Thursday, July 07, 2005

Coup Data

So I'm in "the final stages of the application process" with the blower-upper-designer people in Colorado, and they've got me filling out an app.

Now I get the thrill of tracking down payroll records for jobs I worked at 16 and 17, figuring out if I have an alibi that I was self-employed as a tutor in high school, and trying to sort out how to list the five or so different gigs I held at Tech while I was busy doing everything else.

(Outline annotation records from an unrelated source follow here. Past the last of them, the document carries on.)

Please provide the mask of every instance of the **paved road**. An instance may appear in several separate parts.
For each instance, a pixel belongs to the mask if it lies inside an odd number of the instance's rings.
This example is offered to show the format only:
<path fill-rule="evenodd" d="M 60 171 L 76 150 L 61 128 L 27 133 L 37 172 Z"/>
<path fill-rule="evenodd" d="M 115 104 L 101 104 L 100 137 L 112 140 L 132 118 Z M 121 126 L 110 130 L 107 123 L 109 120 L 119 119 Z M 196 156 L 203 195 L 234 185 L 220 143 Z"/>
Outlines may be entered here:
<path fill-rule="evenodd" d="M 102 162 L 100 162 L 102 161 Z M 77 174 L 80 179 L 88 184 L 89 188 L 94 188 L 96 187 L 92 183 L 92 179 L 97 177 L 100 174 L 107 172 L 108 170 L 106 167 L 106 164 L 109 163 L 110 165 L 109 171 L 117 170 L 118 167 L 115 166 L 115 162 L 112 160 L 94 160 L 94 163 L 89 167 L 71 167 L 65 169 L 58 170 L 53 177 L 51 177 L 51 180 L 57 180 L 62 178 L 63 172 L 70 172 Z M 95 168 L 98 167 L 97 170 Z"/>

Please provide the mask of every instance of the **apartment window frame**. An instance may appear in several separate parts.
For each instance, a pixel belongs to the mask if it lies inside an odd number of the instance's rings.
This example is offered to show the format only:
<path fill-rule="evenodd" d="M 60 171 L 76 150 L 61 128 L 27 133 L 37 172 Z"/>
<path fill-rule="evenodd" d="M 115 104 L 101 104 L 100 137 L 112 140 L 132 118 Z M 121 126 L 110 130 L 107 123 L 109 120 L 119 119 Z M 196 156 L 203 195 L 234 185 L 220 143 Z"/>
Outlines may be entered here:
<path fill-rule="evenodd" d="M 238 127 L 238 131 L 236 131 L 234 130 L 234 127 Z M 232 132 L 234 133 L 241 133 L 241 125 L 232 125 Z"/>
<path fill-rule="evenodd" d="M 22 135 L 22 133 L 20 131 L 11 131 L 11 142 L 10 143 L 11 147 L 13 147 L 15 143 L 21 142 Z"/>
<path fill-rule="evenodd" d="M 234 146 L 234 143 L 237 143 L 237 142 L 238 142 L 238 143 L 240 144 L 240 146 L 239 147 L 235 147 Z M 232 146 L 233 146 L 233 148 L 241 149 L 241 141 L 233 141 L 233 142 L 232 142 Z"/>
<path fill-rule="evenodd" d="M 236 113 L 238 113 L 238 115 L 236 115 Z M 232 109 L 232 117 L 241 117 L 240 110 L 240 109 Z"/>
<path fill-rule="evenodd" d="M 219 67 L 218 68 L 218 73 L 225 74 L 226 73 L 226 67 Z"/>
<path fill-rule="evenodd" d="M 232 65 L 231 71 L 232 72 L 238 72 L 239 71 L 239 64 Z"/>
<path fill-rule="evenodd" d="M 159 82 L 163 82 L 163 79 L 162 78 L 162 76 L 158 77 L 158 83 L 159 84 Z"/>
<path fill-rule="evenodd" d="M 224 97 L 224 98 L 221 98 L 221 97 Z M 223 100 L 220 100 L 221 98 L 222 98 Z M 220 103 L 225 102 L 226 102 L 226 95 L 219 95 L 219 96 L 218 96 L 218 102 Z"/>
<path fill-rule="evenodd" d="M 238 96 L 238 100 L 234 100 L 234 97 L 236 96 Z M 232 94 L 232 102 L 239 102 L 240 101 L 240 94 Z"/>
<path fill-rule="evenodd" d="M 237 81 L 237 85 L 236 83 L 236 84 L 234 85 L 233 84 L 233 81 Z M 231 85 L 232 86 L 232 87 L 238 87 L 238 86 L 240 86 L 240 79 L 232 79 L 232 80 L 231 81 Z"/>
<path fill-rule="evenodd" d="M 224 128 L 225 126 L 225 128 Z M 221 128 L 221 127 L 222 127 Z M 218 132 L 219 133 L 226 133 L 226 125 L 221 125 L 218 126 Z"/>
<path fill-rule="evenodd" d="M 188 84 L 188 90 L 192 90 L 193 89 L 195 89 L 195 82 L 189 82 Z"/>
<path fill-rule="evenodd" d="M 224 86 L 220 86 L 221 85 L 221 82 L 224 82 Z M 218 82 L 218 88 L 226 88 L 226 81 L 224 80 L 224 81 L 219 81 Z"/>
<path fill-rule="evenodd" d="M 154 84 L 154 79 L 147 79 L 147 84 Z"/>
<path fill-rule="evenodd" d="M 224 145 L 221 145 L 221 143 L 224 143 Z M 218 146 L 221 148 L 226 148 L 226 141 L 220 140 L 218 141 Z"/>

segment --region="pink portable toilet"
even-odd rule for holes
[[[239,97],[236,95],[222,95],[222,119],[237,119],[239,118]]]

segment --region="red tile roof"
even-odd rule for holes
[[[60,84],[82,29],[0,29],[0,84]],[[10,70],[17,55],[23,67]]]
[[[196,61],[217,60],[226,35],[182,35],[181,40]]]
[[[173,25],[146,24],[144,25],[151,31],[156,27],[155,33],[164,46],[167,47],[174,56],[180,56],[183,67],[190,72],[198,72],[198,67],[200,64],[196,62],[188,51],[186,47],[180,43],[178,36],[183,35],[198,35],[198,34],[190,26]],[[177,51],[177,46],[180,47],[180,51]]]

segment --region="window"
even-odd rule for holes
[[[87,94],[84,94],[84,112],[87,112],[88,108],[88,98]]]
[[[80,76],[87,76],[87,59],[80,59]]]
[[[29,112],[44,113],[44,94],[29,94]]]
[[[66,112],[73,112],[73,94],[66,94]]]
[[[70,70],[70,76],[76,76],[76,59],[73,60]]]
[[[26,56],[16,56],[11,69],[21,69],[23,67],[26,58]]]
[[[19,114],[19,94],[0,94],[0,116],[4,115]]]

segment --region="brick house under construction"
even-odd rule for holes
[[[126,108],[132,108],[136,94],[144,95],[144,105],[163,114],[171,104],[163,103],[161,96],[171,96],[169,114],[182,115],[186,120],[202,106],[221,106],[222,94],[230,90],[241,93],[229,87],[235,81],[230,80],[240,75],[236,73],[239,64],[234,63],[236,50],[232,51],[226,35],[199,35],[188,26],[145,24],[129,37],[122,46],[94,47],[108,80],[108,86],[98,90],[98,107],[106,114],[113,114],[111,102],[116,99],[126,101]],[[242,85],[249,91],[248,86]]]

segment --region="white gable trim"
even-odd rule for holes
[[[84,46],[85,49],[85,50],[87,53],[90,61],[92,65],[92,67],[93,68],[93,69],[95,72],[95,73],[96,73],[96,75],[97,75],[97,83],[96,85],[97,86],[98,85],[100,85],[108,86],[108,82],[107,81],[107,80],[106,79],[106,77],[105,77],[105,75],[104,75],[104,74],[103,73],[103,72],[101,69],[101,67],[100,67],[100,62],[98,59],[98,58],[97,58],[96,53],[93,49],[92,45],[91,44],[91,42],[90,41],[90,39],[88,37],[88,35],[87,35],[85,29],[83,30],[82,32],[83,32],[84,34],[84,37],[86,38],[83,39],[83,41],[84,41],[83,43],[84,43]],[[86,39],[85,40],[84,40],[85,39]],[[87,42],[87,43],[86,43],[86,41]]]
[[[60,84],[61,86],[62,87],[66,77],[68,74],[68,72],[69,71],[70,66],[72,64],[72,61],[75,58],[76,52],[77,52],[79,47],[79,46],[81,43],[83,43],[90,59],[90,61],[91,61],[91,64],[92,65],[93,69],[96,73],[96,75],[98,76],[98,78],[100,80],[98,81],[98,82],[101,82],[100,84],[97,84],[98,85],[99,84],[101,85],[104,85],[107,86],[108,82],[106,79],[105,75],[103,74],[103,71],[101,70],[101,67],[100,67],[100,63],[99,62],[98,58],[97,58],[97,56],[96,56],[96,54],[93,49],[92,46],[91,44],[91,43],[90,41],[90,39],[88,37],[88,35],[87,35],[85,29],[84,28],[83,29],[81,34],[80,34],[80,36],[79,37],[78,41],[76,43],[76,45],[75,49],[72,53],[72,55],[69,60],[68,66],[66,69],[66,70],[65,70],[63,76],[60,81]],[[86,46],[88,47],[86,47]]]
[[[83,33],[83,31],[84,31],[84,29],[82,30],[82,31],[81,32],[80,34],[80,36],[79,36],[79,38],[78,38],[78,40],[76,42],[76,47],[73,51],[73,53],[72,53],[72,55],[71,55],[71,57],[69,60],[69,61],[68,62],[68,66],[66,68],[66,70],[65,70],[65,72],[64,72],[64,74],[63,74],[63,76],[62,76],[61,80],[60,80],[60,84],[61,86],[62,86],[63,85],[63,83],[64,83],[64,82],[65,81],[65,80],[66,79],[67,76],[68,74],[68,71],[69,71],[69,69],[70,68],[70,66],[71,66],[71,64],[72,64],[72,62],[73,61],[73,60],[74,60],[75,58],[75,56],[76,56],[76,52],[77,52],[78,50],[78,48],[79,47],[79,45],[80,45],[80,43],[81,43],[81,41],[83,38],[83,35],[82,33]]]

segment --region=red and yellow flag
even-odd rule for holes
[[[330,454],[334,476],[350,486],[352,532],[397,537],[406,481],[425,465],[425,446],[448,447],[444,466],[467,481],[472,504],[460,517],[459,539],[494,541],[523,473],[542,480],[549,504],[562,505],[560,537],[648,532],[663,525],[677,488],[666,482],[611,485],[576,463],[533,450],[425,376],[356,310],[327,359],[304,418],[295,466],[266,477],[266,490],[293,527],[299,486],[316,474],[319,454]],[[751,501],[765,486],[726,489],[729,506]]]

My favorite question, which is a simple yes/no, actually comes at the end of the form, but it would have made more sense at the beginning methinks:

Have you ever been an officer or a member or made a contribution to an organization dedicated to the violent overthrow of the United States Government and which engages in illegal activities to that end, knowing that the organization engages in such activities with the specific intent to further such activities?
It gets better:
If you answered "Yes", explain in the space below.
And, yes, they provide a total of one line for the explanation. I feel safer already.

What bugs me about it is the hyprocracy of the thing. I mean, here we are, the week of Independence Day (or Good Riddance Day as the British call it), patriotically celebrating the anniversary of an act of high treason. We're a nation founded on the notion that there are times when a government simply has to go. I'm not engaged in the violent overthrow of the United States Government, nor do I belong to any organizations that are (although the Society of Women Engineers always seemed a bit sneaky...). However, I wouldn't be a Patriot if I put my love of my country ahead of my commitment to what it stands for in the first place. Government is a tool to protect freedom, and freedom should not be sacrificed to protect it.

Of course, it gets interesting determining what constitutes "illegal activities" in this context. I mean, a coup d'etat is only illegal if it fails. Revolutions are righteous, but rebellions are punishable by death. Kinda an all or nothing game.

Anyway, if there are any G-men reading this, don't get your g-strings in a wad. I've invested too many tax dollars in Uncle Sam to want to topple him by force. Naturally there are some things I would change if I had my 'druthers, but I'm really not charismatic enough to lead a coup.

On a more serious note, I wrote the above sections yesterday, before the attacks in London, and no connection to those tragic events should be inferred. All references to hypothetical future revolutions are abstract musings and should not be construed as threats.

2 comments:

Anonymous said...

So are you saying Oprah could lead a revolution? I wouldn't put it past her. Never underestimate the power of Angry Black Woman(TM).

Jay said...

The only reason Oprah hasn't run for president yet is because she's more ambitious than that. She wouldn't settle for anything less than Goddess, maybe Empress, but only if we agree to make human sacrifices and read all the books she recommends.

We'd be required to pledge allegiance to her hair, and I'm sure the national anthem would have a verse added to compiment her butt, but we'd be the most well-adjusted fascist dictatorship the world has ever seen.